Une fois la décision prise de demeurer à Tertrebois, Éothain avait dû trouver une activité pour gagner sa vie et se fondre davantage dans la population. Désirant mettre à profit ses compétences de forgeron, il avait écumé les quelques forges de la ville, offrant ses services pour poursuivre son apprentissage. Les rares artisans à ne pas se méfier de ce voyageur venu de nulle part n'avaient malheureusement pas de place à lui offrir, et Éothain avait été chanceux de finalement tomber sur l'atelier d'Harding.

Le forgeron l'avait accueilli sans poser de questions sur qui il était et d'où il venait, ce dont Éothain avait été reconnaissant tout ce qui importait au Rohir était la qualité de son travail, et les compétences déjà affutées du garçon ne l'avaient jamais déçu. Harding lui avait offert dans un premier temps logis et couvert durant son apprentissage, et Éothain avait ainsi partagé le quotidien de l'homme et de sa famille pendant quelques années.

C'est ainsi qu'il avait noué une solide amitié avec Kára, la dernière de la fratrie, d'un an sa cadette. La jeune fille avait deux autres frères et une sœur, qui avaient déjà quitté le logis familial à l'arrivée d'Éothain. Elle était devenue son amie, sa confidente, sa presque sœur, et avait su guérir le chagrin qui enserrait le cœur du jeune homme à l'idée de ne plus jamais revoir sa propre famille avec le temps, il s'en était trouvé une autre.

A la fin de son apprentissage, six ans auparavant, Éothain avait quitté la maison d'Harding et sa femme, Ester, pour trouver son propre chez soi. Cela avait coïncidé avec le mariage et le départ de Kára avec Tormund le couple avait rapidement réalisé leur souhait de tenir leur propre établissement, et avait racheté l'auberge pour une bouchée de pain à une matrone souhaitant s'en séparer. Quant à Éothain, Harding l'avait gardé à ses côtés pour travailler à la forge et accroître ses commandes. Le jeune homme était fier de posséder le titre d'associé et de travailler aux côtés de cet homme qui l'avait si généreusement accueilli.

Lorsqu'enfin les heures filèrent et que le service décrût, Éothain put souffler un instant. Tormund, qui s'était jusqu'ici occupé d'accueillir les nouveaux clients souhaitant séjourner à l'auberge ainsi que leurs montures, lui fit un signe discret pour lui signifier qu'il pouvait rentrer chez lui, et lui accorda un regard de gratitude.

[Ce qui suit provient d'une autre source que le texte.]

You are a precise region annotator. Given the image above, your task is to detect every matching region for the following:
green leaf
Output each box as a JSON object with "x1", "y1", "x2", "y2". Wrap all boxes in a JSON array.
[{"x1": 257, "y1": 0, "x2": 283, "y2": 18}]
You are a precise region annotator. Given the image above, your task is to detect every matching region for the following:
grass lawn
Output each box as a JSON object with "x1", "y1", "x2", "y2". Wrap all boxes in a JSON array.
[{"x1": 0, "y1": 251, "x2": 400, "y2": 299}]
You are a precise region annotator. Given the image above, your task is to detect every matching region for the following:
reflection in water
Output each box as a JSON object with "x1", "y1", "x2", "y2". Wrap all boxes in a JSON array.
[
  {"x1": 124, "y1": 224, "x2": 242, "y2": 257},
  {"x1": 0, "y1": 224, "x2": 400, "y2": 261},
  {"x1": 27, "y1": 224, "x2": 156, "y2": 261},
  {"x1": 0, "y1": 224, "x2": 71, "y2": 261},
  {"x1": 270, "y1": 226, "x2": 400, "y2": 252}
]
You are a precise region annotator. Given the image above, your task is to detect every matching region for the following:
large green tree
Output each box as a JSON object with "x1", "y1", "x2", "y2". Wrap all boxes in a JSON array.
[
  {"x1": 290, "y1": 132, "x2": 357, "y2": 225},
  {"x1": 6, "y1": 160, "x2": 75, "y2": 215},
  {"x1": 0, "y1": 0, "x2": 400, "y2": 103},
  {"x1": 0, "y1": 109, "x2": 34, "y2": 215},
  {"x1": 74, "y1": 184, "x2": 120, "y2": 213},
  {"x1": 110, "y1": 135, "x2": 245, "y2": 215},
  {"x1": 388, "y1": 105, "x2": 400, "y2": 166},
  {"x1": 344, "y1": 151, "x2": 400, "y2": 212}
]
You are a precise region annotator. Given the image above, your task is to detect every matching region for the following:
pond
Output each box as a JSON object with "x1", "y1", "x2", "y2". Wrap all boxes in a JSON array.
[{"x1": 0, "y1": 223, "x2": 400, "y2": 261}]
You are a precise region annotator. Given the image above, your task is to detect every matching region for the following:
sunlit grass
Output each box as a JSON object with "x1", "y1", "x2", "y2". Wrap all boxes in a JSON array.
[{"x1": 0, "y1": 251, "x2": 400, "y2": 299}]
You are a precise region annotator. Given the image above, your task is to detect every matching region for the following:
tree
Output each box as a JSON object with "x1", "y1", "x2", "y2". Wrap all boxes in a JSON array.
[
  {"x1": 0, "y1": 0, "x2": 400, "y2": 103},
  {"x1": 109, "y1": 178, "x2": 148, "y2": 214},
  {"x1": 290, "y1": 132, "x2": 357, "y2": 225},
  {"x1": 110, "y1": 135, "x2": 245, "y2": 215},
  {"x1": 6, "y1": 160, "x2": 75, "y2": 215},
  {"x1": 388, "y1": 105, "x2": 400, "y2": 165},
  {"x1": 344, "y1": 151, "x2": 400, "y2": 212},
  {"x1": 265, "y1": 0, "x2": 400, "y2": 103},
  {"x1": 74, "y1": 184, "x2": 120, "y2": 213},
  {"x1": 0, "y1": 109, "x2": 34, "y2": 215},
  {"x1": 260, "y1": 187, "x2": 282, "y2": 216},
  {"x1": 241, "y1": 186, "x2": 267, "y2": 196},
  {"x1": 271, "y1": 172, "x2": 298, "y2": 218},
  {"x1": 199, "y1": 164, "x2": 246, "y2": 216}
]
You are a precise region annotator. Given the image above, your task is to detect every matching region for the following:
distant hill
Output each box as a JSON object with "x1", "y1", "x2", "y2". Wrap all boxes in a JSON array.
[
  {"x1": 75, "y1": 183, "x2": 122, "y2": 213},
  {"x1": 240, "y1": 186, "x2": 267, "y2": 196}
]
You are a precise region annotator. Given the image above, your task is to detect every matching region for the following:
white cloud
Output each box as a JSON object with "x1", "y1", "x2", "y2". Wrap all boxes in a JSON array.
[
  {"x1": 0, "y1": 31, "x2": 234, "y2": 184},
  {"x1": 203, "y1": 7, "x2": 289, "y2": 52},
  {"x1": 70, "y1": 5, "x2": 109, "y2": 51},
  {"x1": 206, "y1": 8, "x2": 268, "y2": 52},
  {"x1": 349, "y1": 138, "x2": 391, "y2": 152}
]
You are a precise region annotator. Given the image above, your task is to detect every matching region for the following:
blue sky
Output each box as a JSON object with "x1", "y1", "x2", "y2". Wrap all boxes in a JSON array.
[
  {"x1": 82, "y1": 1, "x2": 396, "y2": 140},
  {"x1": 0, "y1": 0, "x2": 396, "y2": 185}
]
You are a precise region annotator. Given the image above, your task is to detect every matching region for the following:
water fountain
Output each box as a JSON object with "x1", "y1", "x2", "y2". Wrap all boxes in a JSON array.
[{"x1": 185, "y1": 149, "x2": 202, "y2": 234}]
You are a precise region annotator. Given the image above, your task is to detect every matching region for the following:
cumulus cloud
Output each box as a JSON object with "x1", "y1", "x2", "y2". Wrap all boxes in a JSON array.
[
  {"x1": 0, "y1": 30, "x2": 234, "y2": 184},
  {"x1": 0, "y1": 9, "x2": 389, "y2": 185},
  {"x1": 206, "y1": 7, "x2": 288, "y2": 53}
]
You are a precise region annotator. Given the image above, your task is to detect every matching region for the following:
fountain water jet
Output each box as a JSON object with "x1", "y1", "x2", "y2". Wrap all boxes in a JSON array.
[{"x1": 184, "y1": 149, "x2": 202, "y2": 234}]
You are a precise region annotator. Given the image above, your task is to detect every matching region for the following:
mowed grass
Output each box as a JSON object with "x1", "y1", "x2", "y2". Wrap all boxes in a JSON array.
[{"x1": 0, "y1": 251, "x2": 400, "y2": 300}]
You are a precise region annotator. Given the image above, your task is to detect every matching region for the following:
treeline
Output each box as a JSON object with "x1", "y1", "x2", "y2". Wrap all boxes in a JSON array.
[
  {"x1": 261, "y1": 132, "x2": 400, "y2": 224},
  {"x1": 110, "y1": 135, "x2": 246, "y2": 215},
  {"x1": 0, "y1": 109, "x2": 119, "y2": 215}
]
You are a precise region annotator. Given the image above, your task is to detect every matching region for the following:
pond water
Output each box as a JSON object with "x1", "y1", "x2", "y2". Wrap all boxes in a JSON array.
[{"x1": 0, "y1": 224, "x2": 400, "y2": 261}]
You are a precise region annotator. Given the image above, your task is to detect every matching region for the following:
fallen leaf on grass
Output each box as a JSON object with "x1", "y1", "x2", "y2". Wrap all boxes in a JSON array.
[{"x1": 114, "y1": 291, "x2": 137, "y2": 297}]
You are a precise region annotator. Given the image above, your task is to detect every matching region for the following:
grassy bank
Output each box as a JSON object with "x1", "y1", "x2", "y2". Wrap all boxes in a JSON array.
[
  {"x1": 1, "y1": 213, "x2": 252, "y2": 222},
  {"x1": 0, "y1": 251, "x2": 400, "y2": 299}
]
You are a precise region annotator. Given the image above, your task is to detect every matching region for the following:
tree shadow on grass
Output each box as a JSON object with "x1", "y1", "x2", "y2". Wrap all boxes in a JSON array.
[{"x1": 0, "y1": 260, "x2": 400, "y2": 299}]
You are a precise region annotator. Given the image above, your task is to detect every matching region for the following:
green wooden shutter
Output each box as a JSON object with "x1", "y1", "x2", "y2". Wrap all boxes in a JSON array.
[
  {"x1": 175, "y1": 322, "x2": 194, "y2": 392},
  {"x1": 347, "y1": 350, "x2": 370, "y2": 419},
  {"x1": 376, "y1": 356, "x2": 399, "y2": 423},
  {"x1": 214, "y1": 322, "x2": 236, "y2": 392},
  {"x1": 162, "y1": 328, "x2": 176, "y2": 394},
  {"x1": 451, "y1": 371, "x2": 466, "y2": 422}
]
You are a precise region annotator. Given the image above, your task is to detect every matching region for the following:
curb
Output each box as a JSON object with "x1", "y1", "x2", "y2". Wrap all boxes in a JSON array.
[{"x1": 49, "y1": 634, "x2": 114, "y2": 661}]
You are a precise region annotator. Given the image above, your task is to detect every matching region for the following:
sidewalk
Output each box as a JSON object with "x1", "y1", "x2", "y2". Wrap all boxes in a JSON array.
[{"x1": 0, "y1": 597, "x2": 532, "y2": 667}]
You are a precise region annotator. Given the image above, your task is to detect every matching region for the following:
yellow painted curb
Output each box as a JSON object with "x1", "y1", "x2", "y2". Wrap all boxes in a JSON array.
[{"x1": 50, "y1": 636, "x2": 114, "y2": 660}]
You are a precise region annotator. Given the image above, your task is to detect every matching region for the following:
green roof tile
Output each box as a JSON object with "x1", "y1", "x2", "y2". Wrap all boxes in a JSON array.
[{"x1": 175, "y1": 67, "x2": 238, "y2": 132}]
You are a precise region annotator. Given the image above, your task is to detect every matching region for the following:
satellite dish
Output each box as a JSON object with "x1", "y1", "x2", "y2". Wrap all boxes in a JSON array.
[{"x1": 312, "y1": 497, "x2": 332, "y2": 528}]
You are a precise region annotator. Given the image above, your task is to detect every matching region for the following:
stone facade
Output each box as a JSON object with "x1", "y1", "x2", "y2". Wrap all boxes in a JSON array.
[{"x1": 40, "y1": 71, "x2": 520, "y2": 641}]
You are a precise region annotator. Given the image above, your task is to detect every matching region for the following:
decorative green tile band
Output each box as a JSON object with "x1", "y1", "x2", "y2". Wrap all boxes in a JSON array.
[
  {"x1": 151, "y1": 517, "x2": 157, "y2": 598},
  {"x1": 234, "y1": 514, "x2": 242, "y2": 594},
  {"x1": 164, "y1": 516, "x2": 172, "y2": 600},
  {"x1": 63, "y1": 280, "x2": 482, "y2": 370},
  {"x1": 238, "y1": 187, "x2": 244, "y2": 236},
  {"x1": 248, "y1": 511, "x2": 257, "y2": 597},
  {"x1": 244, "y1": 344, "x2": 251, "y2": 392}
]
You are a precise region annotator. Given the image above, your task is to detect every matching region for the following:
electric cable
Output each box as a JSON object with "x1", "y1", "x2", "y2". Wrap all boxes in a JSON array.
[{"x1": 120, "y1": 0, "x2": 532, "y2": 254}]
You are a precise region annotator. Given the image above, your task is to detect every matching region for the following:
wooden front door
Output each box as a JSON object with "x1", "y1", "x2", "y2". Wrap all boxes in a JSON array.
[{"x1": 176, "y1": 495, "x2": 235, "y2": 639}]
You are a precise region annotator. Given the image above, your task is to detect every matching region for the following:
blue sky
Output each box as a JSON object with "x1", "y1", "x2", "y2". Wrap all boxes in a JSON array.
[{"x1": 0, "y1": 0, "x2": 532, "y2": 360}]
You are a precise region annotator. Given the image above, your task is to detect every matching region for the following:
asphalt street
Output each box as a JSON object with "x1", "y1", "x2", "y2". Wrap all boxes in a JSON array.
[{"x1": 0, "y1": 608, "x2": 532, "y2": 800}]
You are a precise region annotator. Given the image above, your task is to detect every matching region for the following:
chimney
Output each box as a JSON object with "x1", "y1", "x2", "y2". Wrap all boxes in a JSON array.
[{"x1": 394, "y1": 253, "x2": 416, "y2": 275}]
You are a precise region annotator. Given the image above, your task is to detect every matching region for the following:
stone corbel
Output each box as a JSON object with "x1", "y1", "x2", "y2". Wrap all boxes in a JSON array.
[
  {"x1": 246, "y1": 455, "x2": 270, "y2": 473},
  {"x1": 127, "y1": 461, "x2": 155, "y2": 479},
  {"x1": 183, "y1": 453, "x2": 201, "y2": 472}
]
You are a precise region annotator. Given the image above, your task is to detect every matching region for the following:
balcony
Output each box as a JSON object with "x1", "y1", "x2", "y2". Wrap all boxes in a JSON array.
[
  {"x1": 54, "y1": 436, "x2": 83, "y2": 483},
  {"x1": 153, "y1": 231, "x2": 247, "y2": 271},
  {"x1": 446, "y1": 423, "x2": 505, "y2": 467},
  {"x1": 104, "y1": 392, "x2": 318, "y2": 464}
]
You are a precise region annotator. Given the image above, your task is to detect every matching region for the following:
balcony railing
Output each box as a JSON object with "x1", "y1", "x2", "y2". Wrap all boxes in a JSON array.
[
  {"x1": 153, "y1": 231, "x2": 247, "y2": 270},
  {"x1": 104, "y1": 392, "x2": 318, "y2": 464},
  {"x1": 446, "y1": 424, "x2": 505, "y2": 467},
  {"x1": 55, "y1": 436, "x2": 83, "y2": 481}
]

Le jeune homme répondit d'un mouvement du menton, et se débarrassa de son tablier. Il n'oublia pas d'embrasser tendrement sa sœur de cœur, qui le remercia de son aide.

Lorsqu'Éothain quitta l'Auberge du Barde Vert, la nuit était bien avancée, et il s'empressa de rentrer chez lui. Il devait se lever à l'aube le lendemain : une grosse journée les attendait, Harding et lui, car ils devaient tenir un stand lors de la Foire. Ils espéraient en tirer une large somme et vendre toutes leurs pièces.

Le jeune homme soupira : la nuit allait être bien courte.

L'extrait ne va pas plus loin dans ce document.